「…柊里、よく聞いて」
あーあ。
今にも泣き出しそうな顔。
「今まで好きでいてくれてありがとう。…でもやっぱり、俺はお前の気持ちには応えられなかった」
やっぱり無理だ。
凛久の存在はでかすぎる。
いつまで経っても俺になびかないし。
気づけば他の男と付き合ってるし。
それなのに、俺にキスされても嫌がらないし。
マジでどうしようもないやつだけど。
「…柊里には、俺以外と幸せになってほしい。……俺、凛久のこと手に入れるまであきらめる気ないからさ」
絶対、諦めてなんかやらねー。
俺のこと好きっていうまで、離さない。
そんな風に思っちゃう俺は、柊里と同じくらい粘着質なんだろうけど。
「っ…あ、あたしの、なにがダメだった…っ?」
なにがダメって。
最後にそれ聞く?
「ダメじゃない。

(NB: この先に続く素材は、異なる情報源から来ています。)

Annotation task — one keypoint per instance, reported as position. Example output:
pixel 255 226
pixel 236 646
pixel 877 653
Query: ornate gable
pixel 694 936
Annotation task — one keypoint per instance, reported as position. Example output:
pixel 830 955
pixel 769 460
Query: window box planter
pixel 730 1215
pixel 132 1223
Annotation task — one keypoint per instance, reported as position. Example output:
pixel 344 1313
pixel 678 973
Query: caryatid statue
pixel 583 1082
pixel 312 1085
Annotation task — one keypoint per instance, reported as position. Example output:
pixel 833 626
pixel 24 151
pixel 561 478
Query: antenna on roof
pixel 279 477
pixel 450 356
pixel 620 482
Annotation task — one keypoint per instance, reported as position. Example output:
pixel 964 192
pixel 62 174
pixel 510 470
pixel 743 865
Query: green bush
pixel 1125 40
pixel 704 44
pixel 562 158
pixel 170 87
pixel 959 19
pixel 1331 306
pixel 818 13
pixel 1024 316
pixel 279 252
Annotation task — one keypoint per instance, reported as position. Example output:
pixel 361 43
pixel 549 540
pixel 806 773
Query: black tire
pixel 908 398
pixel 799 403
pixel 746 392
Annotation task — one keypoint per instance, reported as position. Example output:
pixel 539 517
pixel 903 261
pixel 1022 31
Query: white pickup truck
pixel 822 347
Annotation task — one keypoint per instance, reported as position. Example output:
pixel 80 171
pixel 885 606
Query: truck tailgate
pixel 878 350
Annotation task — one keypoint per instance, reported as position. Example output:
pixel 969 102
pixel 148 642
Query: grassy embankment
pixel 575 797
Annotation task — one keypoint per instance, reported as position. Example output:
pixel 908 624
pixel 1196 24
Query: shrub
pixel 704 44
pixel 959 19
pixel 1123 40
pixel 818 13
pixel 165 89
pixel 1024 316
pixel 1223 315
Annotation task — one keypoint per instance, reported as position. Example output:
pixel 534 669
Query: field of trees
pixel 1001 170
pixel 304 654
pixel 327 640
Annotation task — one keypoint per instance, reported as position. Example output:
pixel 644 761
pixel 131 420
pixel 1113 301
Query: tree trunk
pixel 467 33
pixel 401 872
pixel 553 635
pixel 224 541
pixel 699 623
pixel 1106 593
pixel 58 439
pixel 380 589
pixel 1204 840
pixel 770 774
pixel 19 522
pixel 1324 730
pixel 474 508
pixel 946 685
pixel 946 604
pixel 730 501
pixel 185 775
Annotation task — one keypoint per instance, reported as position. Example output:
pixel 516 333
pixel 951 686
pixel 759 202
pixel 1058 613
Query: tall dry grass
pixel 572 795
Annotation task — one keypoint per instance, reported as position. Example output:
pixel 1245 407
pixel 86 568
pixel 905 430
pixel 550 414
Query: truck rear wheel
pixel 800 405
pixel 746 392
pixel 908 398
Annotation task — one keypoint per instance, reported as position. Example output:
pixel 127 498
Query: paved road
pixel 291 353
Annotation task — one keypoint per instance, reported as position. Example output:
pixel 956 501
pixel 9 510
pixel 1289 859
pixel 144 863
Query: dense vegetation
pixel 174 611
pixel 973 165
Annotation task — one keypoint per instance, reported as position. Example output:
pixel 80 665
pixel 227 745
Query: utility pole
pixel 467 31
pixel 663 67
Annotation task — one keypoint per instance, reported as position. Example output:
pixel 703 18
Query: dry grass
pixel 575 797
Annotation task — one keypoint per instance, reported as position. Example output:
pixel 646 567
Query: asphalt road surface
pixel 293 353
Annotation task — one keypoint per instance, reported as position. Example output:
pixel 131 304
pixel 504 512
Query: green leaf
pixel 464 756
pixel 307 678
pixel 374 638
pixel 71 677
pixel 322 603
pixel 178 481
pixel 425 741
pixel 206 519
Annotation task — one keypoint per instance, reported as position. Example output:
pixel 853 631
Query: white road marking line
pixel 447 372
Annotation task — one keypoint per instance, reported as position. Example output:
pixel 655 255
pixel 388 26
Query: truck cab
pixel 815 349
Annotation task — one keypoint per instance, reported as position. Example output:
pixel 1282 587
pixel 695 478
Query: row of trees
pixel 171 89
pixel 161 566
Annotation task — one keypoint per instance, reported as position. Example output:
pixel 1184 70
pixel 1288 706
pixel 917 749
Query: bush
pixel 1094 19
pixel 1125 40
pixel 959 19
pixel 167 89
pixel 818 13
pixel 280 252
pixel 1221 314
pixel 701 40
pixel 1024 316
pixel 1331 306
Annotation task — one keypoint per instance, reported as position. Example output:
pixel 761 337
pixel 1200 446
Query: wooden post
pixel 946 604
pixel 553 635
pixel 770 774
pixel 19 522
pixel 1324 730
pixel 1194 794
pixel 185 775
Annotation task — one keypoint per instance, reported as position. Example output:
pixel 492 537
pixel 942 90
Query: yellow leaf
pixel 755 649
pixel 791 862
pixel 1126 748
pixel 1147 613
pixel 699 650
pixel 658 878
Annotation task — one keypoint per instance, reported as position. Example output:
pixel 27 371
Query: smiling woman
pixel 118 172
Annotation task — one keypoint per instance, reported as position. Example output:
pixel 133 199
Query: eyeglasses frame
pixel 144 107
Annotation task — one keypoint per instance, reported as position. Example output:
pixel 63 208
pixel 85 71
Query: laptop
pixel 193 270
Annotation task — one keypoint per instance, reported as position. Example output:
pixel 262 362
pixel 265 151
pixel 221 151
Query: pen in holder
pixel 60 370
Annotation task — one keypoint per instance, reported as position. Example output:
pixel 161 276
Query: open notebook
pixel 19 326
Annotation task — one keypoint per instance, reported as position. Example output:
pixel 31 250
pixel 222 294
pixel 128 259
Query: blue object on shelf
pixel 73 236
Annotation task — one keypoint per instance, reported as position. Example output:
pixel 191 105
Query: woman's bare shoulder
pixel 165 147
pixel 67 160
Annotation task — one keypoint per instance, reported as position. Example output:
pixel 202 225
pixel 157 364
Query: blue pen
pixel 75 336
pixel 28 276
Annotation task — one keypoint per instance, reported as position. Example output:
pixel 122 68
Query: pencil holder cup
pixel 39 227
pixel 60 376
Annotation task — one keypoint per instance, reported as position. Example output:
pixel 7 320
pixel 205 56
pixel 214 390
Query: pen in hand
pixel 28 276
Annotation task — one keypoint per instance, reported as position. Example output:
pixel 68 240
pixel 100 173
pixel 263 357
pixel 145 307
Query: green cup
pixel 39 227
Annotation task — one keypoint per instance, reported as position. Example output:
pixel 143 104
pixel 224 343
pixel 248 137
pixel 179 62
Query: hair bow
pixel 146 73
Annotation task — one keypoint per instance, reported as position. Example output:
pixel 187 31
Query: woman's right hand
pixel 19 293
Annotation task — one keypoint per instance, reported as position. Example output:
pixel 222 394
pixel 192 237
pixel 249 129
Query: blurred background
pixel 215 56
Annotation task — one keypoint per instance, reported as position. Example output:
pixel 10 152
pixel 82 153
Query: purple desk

…柊里は良い女の子だったよ。俺にはもったいないくらいのな?」
「…~っ」
「…ごめんな。好きな子が待ってるからさ」
最後に、泣き出した柊里の姿が見えた。
でもあえて、それを拭うなんてことしない。
俺と凛久の間に割って入ろうとした罰。
…いっぱい泣いて、強くなれ。柊里。
凛久の姿をとらえて、教室に連れ込んだ。
じっとしていられなくて、なにか言葉を交わすより先に口を奪った。